From the start of the story on Thursday's NBC Nightly News:
BRIAN WILLIAMS: We turn to tonight's news on the U.S. economy and new numbers that prove what a lot of Americans already know, employers are continuing to fire and not hire. The unemployment rate now at 9.5 percent. Hasn't been that high in 26 years. 467,000 more jobs disappeared in the month of June alone, a surprise to a lot of the experts because May hadn't been that bleak. On Wall Street, the Dow, NASDAQ, S & P were way down on today's trading. CNBCs Trish Regan has more on the numbers and some of the real people behind them.
TRISH REGAN: In New York City some instructions for the newly unemployed. It's become an increasingly popular class. And now news today that unemployment is at a 26-year high.
PRESIDENT BARACK OBAMA: It took years for us to get into this mess and it will take us more than a few months to turn it around.
REGAN: With the recession in its twentieth month, nearly 15 million Americans are out of work....
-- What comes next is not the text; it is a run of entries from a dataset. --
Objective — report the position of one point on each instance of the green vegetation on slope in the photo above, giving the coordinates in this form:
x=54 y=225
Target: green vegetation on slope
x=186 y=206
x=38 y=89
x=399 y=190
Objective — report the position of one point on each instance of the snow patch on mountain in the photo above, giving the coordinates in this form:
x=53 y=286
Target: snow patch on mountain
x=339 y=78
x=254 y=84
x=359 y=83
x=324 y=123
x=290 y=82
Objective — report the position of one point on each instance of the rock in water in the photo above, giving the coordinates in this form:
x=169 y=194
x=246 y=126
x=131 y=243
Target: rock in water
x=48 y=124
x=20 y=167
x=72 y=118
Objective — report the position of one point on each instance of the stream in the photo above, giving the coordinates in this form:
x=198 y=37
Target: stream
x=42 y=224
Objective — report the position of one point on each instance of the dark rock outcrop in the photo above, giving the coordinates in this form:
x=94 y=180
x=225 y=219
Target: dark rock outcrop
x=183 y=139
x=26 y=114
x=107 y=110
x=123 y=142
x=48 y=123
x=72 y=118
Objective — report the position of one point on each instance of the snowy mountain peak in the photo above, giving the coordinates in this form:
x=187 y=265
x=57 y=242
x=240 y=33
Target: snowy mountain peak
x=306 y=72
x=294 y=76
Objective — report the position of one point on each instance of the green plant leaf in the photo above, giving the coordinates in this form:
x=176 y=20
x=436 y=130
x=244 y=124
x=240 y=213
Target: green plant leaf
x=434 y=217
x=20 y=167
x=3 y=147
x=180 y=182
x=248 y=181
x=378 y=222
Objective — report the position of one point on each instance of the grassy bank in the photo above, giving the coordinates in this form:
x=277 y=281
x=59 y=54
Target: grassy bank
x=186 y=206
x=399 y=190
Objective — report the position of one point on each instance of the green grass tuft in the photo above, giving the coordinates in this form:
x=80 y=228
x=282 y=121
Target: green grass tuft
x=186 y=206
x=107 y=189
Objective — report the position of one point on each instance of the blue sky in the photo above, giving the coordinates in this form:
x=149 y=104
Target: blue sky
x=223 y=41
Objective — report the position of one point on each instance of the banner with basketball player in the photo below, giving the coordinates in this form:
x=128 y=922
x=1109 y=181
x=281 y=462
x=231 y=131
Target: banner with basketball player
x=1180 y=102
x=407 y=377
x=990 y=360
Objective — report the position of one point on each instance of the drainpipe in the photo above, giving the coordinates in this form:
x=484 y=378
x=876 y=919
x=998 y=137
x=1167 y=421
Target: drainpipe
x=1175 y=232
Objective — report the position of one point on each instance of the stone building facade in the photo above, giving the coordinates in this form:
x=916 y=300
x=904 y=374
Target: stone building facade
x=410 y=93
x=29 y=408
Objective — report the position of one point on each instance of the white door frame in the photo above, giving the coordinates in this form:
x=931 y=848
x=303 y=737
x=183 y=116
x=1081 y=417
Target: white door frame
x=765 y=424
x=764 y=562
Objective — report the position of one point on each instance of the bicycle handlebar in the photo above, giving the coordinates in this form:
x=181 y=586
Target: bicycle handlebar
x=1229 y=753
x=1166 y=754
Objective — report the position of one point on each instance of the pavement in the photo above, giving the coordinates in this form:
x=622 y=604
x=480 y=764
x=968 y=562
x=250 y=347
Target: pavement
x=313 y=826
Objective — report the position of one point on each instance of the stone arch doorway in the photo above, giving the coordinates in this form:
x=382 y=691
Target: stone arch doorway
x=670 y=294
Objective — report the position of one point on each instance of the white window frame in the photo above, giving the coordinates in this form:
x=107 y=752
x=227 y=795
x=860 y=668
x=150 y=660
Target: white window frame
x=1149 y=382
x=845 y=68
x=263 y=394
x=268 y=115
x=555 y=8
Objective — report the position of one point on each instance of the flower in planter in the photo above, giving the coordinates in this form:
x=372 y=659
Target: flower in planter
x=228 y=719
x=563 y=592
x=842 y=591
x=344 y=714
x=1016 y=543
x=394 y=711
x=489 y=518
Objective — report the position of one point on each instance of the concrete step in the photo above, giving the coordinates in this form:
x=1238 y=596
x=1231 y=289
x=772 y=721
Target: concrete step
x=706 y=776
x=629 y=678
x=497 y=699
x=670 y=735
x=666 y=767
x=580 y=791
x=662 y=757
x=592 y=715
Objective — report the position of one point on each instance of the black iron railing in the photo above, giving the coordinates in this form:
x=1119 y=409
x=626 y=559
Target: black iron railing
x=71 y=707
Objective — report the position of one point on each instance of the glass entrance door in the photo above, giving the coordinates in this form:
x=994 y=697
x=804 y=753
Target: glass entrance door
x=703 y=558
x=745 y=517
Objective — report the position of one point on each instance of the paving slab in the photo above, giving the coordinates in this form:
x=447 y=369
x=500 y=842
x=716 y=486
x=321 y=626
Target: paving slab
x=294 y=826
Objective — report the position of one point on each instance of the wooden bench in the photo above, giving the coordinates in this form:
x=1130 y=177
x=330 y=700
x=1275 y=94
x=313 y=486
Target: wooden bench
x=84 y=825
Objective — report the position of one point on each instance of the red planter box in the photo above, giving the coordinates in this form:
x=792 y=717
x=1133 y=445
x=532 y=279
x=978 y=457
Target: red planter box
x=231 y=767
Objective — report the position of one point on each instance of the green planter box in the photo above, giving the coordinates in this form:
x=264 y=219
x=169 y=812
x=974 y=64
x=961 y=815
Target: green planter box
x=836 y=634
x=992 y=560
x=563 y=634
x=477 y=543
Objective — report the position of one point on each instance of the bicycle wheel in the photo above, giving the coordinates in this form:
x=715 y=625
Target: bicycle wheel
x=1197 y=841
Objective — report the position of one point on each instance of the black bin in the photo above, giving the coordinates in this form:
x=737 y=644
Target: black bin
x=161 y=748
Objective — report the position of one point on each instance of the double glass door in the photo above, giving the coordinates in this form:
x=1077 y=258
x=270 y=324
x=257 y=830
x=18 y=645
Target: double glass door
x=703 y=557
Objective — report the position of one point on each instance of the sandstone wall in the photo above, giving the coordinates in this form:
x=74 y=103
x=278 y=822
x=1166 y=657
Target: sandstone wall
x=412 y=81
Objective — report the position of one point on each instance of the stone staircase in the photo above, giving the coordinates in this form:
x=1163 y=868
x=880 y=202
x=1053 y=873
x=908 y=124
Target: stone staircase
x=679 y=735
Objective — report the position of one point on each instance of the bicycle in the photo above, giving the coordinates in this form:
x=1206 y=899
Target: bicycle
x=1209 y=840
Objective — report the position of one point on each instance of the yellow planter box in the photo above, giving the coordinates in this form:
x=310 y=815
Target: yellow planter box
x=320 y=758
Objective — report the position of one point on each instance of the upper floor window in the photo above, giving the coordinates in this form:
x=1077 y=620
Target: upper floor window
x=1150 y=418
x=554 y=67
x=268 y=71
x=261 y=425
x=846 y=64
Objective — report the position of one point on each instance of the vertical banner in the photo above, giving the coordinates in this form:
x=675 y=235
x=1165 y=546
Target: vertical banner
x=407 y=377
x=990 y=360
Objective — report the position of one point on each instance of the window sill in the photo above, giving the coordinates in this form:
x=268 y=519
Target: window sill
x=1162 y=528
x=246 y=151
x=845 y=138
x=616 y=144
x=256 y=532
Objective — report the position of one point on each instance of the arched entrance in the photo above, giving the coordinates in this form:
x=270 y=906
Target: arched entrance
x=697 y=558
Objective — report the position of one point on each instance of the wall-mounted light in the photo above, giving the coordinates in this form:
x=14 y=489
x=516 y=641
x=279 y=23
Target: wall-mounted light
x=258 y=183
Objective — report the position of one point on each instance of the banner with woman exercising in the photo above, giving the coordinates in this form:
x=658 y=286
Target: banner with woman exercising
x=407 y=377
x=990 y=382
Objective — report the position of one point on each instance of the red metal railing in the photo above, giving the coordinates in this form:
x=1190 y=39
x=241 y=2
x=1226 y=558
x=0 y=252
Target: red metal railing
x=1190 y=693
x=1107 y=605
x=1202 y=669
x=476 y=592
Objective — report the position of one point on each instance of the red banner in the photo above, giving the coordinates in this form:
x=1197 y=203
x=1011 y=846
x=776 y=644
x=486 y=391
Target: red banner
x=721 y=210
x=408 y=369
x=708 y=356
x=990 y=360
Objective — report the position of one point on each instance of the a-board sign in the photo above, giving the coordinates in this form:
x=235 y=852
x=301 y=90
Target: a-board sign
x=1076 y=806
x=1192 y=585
The complete CBS Evening News coverage:
KATIE COURIC: Turning to the economy now, while there have been signs the recession is easing, unemployment is only getting worse. The Labor Department reported today it's up to 9.5 percent now. That is the highest in 26 years. And 467,000 more jobs disappeared last month. Anthony Mason has the story.
ANTHONY MASON: With another brutal month of job cuts, nearly 15 million Americans were out of work in June, disappointing analysts looking for green chutes.
STUART HOFFMAN, CHIEF ECONOMIST, PNC FINANCIAL SERVICES GROUP: Right now, we need more than chutes. We need branches, leaves, and flowers to get the economy to look better.
MASON: Already a dozen states and the District of Columbia have unemployment rates above ten percent with Michigan the highest at more than 14 percent. Only two states, Nebraska and North Dakota, have rates lower than when the recession began. Many businesses are trying desperately to hang on to workers. At Tri-Star Industries, a metal working factory in Connecticut, owner Andrew Nowakowski laid off six of his 36 employees and was going to cut more until the state came to the rescue.
ANDREW NOWAKOWSKI: The program allows us to maintain our full-time workforce intact.
MASON: Under Connecticut's work share program, Nowakowski he has cut back his workers to three and four-day weeks, but the state makes up half of their lost wages with unemployment funds. Seventeen other states have similar programs.
JAMES CASSIDY, TRI-STAR EMPLOYEE: If I didn't have this, I'd probably be trying to get on the welfare line.
MASON: But rising unemployment has retailers hurting. At Stride-Rite and Payless shoes, CEO Matthew Rubel says he doesn't expect to see a rebound for at least another year.
MATTHEW RUBEL, CEO, COLLECTIVE BRANDS: There's still one out of every 10 people looking for a job, so you can do whatever you want with Wall Street numbers. Main street, they're still looking for work. Until we get them back working, they're not going to go out and spend.
MASON: And the picture gets worse when you add those people who settled for part-time work or given up looking. The so-called underemployed rate, is now a record 16.5 percent. Katie.
COURIC: Some very unwelcome news tonight, Anthony.
MASON: Hopefully it's a one-month blip.